Oggi andiamo sul pratico. Nell’accordo del 2 dicembre dell’anno scorso che sindacati ed editori vorrebbero applicare a quasi un anno dalla sua firma – curioso questo ritardo, non vi pare? – più di qualcosa appare come un vero e proprio azzardo. Vediamone qualcuno.

  1. Il momento del passaggio dei lavoratori attivi dal Casella a Byblos avverrebbe contemporaneamente all’interruzione dell’erogazione delle pensioni in essere? E in che forma? Una lettera, una comunicazione ufficiale firmata da chi? Dal commissario nominato dai famigerati “segretari nazionali di categoria” o dalle “parti istitutive”?

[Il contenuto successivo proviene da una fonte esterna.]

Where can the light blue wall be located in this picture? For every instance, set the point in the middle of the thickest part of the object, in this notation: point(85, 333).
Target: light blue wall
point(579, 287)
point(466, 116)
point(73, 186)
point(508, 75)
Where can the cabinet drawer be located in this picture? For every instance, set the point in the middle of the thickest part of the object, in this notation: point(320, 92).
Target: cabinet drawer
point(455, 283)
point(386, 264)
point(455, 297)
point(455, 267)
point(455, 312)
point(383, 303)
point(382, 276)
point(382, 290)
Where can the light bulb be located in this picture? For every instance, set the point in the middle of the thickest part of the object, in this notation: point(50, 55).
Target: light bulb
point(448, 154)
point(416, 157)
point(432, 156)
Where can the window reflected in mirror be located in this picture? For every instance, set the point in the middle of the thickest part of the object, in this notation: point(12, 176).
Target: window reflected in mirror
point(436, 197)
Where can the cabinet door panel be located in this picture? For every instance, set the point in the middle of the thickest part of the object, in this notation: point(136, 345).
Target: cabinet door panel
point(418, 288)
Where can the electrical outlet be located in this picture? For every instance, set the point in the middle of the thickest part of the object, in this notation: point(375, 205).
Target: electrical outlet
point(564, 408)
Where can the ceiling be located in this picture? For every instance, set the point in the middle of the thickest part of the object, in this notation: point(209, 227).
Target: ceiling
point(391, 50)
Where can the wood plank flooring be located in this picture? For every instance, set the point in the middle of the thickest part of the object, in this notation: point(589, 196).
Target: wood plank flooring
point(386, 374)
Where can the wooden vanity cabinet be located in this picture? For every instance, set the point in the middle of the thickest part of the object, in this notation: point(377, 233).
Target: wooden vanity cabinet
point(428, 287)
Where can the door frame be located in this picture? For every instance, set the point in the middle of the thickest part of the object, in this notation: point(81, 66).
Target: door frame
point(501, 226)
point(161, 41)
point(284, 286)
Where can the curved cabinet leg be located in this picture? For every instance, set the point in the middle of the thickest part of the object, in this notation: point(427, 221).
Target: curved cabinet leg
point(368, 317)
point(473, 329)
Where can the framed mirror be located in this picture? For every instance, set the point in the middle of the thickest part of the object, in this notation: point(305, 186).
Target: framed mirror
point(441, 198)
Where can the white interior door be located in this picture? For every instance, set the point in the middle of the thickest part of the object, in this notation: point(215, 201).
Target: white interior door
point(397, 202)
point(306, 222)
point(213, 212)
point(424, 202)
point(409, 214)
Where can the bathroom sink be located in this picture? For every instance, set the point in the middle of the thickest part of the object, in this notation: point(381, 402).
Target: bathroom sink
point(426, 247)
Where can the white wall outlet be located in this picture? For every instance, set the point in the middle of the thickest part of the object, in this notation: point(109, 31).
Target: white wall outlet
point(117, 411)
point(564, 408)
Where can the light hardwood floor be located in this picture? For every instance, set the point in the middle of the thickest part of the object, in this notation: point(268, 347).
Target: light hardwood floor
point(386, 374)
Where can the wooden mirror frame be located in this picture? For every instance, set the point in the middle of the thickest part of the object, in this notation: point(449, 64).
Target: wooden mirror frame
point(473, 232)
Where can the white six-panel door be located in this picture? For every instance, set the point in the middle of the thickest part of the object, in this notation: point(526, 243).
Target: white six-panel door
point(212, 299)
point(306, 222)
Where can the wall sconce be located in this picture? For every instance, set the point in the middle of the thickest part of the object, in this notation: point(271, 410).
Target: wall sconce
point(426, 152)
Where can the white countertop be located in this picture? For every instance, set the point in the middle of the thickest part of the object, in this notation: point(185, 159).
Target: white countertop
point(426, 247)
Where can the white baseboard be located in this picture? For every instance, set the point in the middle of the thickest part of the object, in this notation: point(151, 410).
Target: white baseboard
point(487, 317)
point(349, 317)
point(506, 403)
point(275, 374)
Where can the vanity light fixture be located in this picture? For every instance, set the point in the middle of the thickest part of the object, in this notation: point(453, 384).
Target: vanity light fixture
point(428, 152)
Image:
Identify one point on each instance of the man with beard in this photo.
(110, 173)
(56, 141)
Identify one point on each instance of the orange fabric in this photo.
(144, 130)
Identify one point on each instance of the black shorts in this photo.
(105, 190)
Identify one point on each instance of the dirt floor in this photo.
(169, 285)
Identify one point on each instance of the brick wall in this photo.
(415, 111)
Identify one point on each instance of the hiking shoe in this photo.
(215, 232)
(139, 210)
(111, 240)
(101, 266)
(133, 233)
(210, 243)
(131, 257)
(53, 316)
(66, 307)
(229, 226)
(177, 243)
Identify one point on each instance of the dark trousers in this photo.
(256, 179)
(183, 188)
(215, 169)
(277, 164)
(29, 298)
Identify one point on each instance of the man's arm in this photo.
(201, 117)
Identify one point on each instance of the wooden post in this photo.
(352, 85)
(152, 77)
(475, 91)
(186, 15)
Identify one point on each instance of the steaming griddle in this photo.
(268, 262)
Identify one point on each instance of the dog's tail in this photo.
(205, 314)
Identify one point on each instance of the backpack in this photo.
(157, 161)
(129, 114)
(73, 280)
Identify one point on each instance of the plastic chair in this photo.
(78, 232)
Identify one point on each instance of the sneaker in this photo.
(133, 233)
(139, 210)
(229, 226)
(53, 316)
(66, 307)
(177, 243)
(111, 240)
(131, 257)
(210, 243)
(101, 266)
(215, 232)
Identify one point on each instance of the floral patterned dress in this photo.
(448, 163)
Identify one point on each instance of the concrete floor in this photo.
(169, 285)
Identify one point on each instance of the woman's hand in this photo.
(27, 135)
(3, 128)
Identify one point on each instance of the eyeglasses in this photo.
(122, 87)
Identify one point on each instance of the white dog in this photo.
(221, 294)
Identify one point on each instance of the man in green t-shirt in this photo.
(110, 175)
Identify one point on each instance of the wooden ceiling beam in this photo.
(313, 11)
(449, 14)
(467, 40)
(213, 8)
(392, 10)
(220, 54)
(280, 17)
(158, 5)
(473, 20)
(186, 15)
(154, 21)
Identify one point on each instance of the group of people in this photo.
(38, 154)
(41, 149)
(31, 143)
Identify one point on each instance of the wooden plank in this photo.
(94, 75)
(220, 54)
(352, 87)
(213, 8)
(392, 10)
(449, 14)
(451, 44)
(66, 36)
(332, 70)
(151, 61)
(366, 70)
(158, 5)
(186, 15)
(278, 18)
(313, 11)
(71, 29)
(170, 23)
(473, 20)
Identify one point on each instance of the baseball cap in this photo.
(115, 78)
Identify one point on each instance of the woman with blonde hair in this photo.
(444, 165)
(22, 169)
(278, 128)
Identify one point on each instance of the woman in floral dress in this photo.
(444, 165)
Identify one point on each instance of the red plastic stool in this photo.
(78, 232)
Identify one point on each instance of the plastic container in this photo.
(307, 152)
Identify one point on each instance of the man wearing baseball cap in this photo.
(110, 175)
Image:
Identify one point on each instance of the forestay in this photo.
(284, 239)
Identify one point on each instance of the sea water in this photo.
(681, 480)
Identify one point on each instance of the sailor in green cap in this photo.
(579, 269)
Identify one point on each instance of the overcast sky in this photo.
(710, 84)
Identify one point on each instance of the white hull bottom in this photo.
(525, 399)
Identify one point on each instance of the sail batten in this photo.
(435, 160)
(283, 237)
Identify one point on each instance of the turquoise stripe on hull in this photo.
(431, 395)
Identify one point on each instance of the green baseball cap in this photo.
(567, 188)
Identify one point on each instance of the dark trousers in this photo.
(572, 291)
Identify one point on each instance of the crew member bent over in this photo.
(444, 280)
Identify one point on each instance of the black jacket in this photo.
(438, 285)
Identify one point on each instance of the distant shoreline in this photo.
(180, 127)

  2. L’autoliquidazione del Casella – promettono – libererebbe risorse per il rinnovo del contratto di settore. In che quantità e come? Prima liquidi il Casella, ripartisci ciò che è rimasto e poi passi alla discussione delle nuove norme contrattuali? Profili professionali e stipendi compresi? Nel frattempo non eroghi più le pensioni. Senza darne conto agli interessati? Senza uno straccio di motivazione che non siano le solite inesatte imprecise e omissive affermazioni sullo stato finanziario del Casella? Il codice civile vigente, in caso di impossibilità di un ente a proseguire la sua attività, in genere, prevede di portare i libri contabili in tribunale, l’apertura del fascicolo penale e la procedura di liquidazione coatta amministrativa. Nel caso del Casella no! Perché si autoliquida, se la canta e se la suona, ma più adeguata sarebbe l’immagine del famoso Barone di Münchausen che in groppa al suo destriero sta per sprofondare nelle sabbie mobili: «senza fallo vi sarei dovuto morire, se la forza del mio braccio, afferrandomi per il codino, non mi avesse estratto dalla melma assieme al cavallo, che stringevo forte tra le ginocchia». Il Barone si trovava però nel regno delle Teste di legno.
  3. Non risulta, a oggi, che l’accordo sia stato mai ancora presentato ufficialmente nelle assemblee di fabbrica. Nè tantomeno messo ai voti. La stessa signora Guida, segretaria nazionale del settore, affermò in un “attivo” del 26 febbraio scorso che la natura dell’accordo stesso non permetteva di metterlo ai voti di una platea neppure tanto implicitamente considerata incapace di intendere e volere!!! E qui torniamo al discorso di ieri: il sindacato agisce in deroga a ogni meccanismo di rappresentanza reale degli interessi dei lavoratori, occultando dati, informazioni, trattative; al più parlandone solo all’interno di attivi di delegati sindacali iscritti all’organizzazione e decidendo, ahimé, con conseguenze erga omnes. Mentre al momento dell’assunzione il prelievo in busta paga del contributo al Casella esigeva la firma dell’interessato, la cancellazione di quanto maturato avverrebbe da parte di chi, istituendolo, doveva primariamente garantirne la sostenibilità. Il sindacato si comporterebbe – ma già lo fa – con l’arbitrio del più iconico del padrone delle ferriere ottocentesco. Infatti ne ha usurpato il posto. “Sciur padrun da li béli braghi bianchi / fora li palanchi, / fora li palanchi ch’anduma a cà”!